No damage but clearly there are missing elements, porcelain wings would have originally fitted in the large rectangular slots, the small holes would possibly have been for a type of pin to attach them to the bodies. The tongues show the remians of cold painting. There is a white residue in the bases and to a small extent the slots, this is the remains of a rice starch based glue that would have been used to attach the wings in place and the finials to what ever they were joined to.

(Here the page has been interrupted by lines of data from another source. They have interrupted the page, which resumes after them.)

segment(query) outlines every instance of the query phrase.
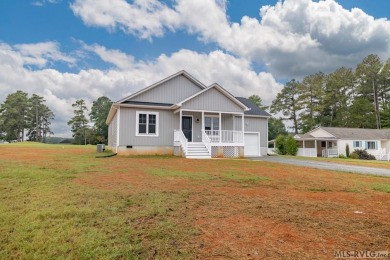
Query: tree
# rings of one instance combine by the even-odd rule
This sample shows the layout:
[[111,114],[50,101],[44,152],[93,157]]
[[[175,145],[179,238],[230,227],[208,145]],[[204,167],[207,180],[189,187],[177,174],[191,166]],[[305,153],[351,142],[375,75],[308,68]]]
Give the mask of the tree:
[[[356,77],[358,83],[358,97],[365,98],[373,104],[374,113],[372,116],[375,120],[376,128],[381,128],[380,111],[379,111],[379,89],[378,73],[382,68],[382,63],[378,55],[370,54],[356,67]],[[368,114],[369,111],[365,111]]]
[[268,140],[275,139],[278,135],[287,135],[287,130],[280,118],[268,119]]
[[87,128],[88,119],[85,117],[85,112],[88,111],[83,99],[76,100],[72,104],[74,116],[68,121],[68,125],[72,127],[74,142],[77,144],[87,144]]
[[92,103],[91,121],[94,123],[94,135],[98,142],[106,143],[108,139],[108,125],[106,119],[110,112],[112,101],[108,97],[99,97]]
[[300,106],[304,108],[300,114],[302,131],[307,132],[318,125],[321,115],[321,100],[324,97],[326,75],[322,72],[306,76],[302,83],[298,84]]
[[259,108],[261,109],[267,109],[268,106],[264,106],[263,105],[263,100],[261,99],[261,97],[259,95],[255,95],[253,94],[252,96],[250,96],[248,98],[250,101],[252,101],[253,104],[255,104],[256,106],[258,106]]
[[9,94],[0,106],[0,132],[7,141],[24,140],[24,129],[27,126],[28,97],[23,91]]
[[45,142],[46,135],[53,133],[50,130],[53,112],[44,104],[43,97],[33,94],[29,99],[29,111],[27,114],[27,136],[29,140]]
[[282,112],[283,116],[285,116],[284,120],[293,121],[295,134],[298,134],[299,131],[300,118],[298,112],[301,110],[301,104],[298,102],[298,86],[299,82],[294,79],[287,82],[271,105],[271,113]]

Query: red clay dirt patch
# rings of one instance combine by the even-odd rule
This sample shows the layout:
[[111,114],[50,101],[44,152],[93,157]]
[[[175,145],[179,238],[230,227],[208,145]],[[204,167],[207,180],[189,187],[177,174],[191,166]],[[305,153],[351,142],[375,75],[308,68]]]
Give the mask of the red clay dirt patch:
[[[370,188],[388,178],[240,160],[105,160],[106,172],[76,181],[128,194],[188,191],[174,221],[200,229],[200,259],[330,259],[335,250],[390,249],[390,194]],[[210,178],[153,176],[150,168]],[[230,180],[226,172],[269,180]],[[347,192],[353,182],[361,190]]]

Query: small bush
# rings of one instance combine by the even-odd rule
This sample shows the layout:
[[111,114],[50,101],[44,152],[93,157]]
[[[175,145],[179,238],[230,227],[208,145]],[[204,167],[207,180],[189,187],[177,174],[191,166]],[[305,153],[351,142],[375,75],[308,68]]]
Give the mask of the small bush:
[[341,158],[341,159],[347,159],[348,157],[345,156],[344,154],[340,154],[340,155],[339,155],[339,158]]
[[275,151],[278,154],[286,154],[286,137],[284,135],[278,135],[275,139]]
[[297,155],[298,152],[298,144],[297,141],[294,139],[293,136],[289,135],[285,139],[285,145],[286,145],[286,154],[288,155]]
[[349,158],[351,159],[359,159],[359,155],[355,152],[352,152],[350,155],[349,155]]
[[360,159],[360,160],[375,160],[374,155],[369,154],[366,150],[359,150],[359,149],[353,151],[350,157],[352,159]]
[[345,146],[345,155],[349,157],[349,144]]
[[281,155],[296,155],[298,152],[298,144],[291,135],[278,135],[275,140],[275,150]]

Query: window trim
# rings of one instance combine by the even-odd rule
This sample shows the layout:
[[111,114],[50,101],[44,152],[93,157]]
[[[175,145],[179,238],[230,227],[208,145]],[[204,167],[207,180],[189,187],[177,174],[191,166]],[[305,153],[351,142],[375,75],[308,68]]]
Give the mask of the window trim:
[[[140,134],[139,133],[139,115],[140,114],[146,114],[146,133]],[[155,134],[149,134],[149,115],[155,115],[156,116],[156,133]],[[135,136],[147,136],[147,137],[158,137],[159,136],[159,112],[155,111],[136,111],[136,117],[135,117]]]

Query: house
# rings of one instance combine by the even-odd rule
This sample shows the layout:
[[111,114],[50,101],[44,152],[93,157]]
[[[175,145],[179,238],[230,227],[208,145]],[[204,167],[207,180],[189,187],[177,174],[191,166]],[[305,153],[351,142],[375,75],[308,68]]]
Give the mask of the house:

Height : 30.5 cm (12 inches)
Stock number



Egg and Spinach Decoration :

This is another of those Western terms used to categorize Chinese ceramics. Unlike many other terms the West has applied to Chinese porcelain, for example Kraak ware or Transitional porcelain, this one is more strait forward and less contentious. The group is characterized by the enamel decoration being directly on to the unglazed `biscuit` porcelain body, it is possibly more correct to describe this as a stained glaze rather than an enamel. The piece was then finished with a clear glaze. Egg and Spinach relate closely to Tang Sancai pottery of the 8th century, these lead glazed ware also have colours that run into one another. The blotchy enamel colours of Egg and Spinach consist of a rich green, a brownish aubergine and yellow with areas of body colour showing through the clear glaze (no doubt created by wax resist). This type of decoration could sometimes include areas, for example the interior of a bowl, decorated in blue and white. These pieces appear to date to the early 18th century rather than earlier. Egg and Spinach itself was popular in China from the Transitional period of the middle of the 17th century until the second quarter of the 18th century. In my view most of the Egg and Spinach was produced in the early 18th century but the literature often suggests an earlier date. Clearly the pieces with blue and white decoration relate to closely to late Kangxi and Yongzheng porcelain. The Ca Mau Cargo had many small pieces with Egg and Spinach decoration, this wreck dates to the Yongzheng period (1723-1735). Indeed most pieces with this distinct colour scheme were small. Egg and Spinach was used in the 19th century, many of these objects were copies of, or at least based on, the original 17th and 18th century examples. In late 19th and early 20th century Europe it was wildly collected, often with other biscuit decorated Chinese porcelain, collectors such as Mrs. Nellie Ionides (1883 – 1962) were at the forefront of this trend.